Das akzeptiert der Besucher schneller als gedacht, denn die Elektro-Pioniere sind längst Teil einer internationalen Event-Kultur, die ihre ergrauten Helden am liebsten bei Massenveranstaltungen abfeiert, für die keine Halle groß genug wäre. Kraftwerk darf man die Aufnahme in diese Liga zweifellos gönnen. Nicht nur ihrer Texte wegen, die schon in den 70er Jahren viele Themen unserer digitalen, zunehmend vereinheitlichten und entpersonalisierten Gegenwart vorwegnahmen, sondern vor allem wegen ihres Sounds, der Techno, HipHop, House – eigentlich alles, was mit elektronisch erzeugten Beats arbeitet – inspirierte oder erst ermöglichte.
Die Musik wurde deutlich überarbeitet
Anders als bei den Texten haben die Kraftwerker da kräftig nachgearbeitet, die Rhythmen kommen druckvoller, metallischer, härter als im Original. Bei „Musique Non Stop“, „Computerwelt“ oder „Tour de France“, die nach 1980 entstanden und bei denen die Band plötzlich soundtechnisch ihren früheren Epigonen mit mäßigem Erfolg hinterher hecheln musste, wirkt sich das durchaus positiv aus.
Allerdings vermisst man den weicheren Klang des Frühwerks bei den aktuellen Interpretationen von Stücken wie „Mensch-Maschine“, „Das Modell“ oder „Trans-Europa-Express“, denen immer ein wenig von der Melancholie in der Stimme des Supercomputers Hal aus Kubricks „2001“ eingeschrieben war. Da schien es immer, als wollte er der Besatzung seines Raumschiffs sagen: „Ich muss euch jetzt ersetzen, tut mir irgendwie leid“.
Die Band Kraftwerk
Nach dem Tod von Florian Schneider 2020 ist Ralf Hütter das letzte noch verbliebene Gründungsmitglied. Die anderen „Audio Operatoren“ sind heute Fritz Hilpert, Hennig Schmitz und Falk Grieffenhagen.
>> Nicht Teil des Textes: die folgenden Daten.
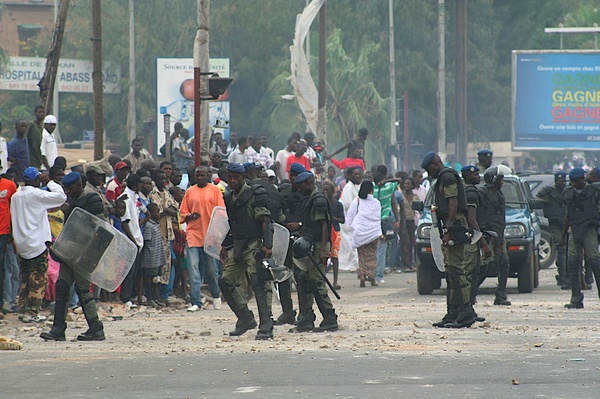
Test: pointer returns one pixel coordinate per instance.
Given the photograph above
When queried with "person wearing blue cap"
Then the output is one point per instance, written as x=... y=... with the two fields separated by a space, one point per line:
x=31 y=230
x=583 y=217
x=316 y=229
x=92 y=203
x=555 y=211
x=250 y=237
x=473 y=262
x=484 y=158
x=450 y=201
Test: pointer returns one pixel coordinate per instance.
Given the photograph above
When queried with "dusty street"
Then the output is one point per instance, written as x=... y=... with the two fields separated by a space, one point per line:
x=386 y=347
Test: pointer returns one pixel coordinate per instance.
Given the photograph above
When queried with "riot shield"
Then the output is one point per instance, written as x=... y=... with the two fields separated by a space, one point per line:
x=95 y=249
x=218 y=227
x=281 y=241
x=436 y=248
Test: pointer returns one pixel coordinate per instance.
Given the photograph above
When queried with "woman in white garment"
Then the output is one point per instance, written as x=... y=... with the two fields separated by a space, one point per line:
x=364 y=218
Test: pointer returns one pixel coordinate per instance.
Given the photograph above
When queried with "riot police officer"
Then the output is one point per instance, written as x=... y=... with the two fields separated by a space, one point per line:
x=473 y=261
x=582 y=201
x=315 y=230
x=451 y=203
x=555 y=210
x=250 y=237
x=491 y=216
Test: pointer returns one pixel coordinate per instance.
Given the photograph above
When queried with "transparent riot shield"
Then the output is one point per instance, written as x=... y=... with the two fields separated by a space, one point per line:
x=218 y=227
x=95 y=249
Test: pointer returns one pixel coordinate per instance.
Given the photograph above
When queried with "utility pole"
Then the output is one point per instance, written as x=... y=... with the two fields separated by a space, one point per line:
x=201 y=57
x=322 y=100
x=97 y=79
x=461 y=80
x=131 y=102
x=393 y=117
x=441 y=77
x=47 y=82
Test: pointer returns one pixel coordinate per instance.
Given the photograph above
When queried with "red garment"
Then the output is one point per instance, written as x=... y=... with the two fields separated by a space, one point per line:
x=7 y=189
x=302 y=160
x=348 y=163
x=114 y=189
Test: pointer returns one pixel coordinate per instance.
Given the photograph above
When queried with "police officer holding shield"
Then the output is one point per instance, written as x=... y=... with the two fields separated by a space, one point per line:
x=555 y=210
x=315 y=242
x=250 y=231
x=451 y=203
x=583 y=217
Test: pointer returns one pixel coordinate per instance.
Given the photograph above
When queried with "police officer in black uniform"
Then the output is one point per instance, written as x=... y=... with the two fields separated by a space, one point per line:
x=491 y=216
x=91 y=202
x=316 y=230
x=555 y=210
x=293 y=205
x=451 y=203
x=583 y=217
x=473 y=260
x=250 y=232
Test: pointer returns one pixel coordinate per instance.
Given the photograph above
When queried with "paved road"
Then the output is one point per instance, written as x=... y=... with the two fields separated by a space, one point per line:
x=385 y=349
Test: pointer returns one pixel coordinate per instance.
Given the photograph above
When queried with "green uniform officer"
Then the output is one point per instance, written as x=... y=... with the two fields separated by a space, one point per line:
x=250 y=237
x=451 y=203
x=473 y=261
x=316 y=229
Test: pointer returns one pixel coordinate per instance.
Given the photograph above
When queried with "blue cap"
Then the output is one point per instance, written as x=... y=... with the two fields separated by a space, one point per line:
x=302 y=177
x=71 y=179
x=470 y=168
x=297 y=169
x=236 y=168
x=427 y=159
x=560 y=173
x=31 y=173
x=576 y=173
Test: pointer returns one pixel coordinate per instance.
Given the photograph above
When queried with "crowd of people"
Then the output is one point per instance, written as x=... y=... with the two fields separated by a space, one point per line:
x=339 y=215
Wie üblich agierten sie auf der Bühne fast reglos und waren nur aus der Nähe zu unterscheiden, ließen sich teilweise von Robotern vertreten. Immerhin gönnte Hütter den begeisterten Zuschauern am Ende ein menschliches: „Gute Nacht, auf Wiedersehen.“
Der Klassiker „Autobahn“ wird gar zuhörerfreundlich um die Hälfte auf zehn Minuten gekürzt, und weil die 3D-Projektionen die Grafiken der LP aufnehmen, sieht man fröhlich Käfer und Mercedes-Limousine durchs weite Tal fahren, mit beinahe spirituellem Unterton. Da kollidiert was: Und zwar die 1974er „Naivität“ von Musik und Text mit der heutigen Wahrnehmung des Zuschauers, der anders über Verbrennungsmotoren, Geschwindigkeitsbegrenzungen und die Frage nach den wirklichen Machthabern im Lande nachdenkt.
Noch rabiater wird die Diskrepanz bei „Radio-Aktivität“, das Kraftwerk dem Publikum nicht kommentarlos zumuten möchten. Hier flackern Namen wie „Tschernobyl“, „Sellafield“ oder „Fukushima“ warnend über die Leinwand, während Ralf Hütter den gnadenlos fortschrittsoptimistischen Refrain intoniert: „Radio-Aktivität, für dich und mich im All entsteht“.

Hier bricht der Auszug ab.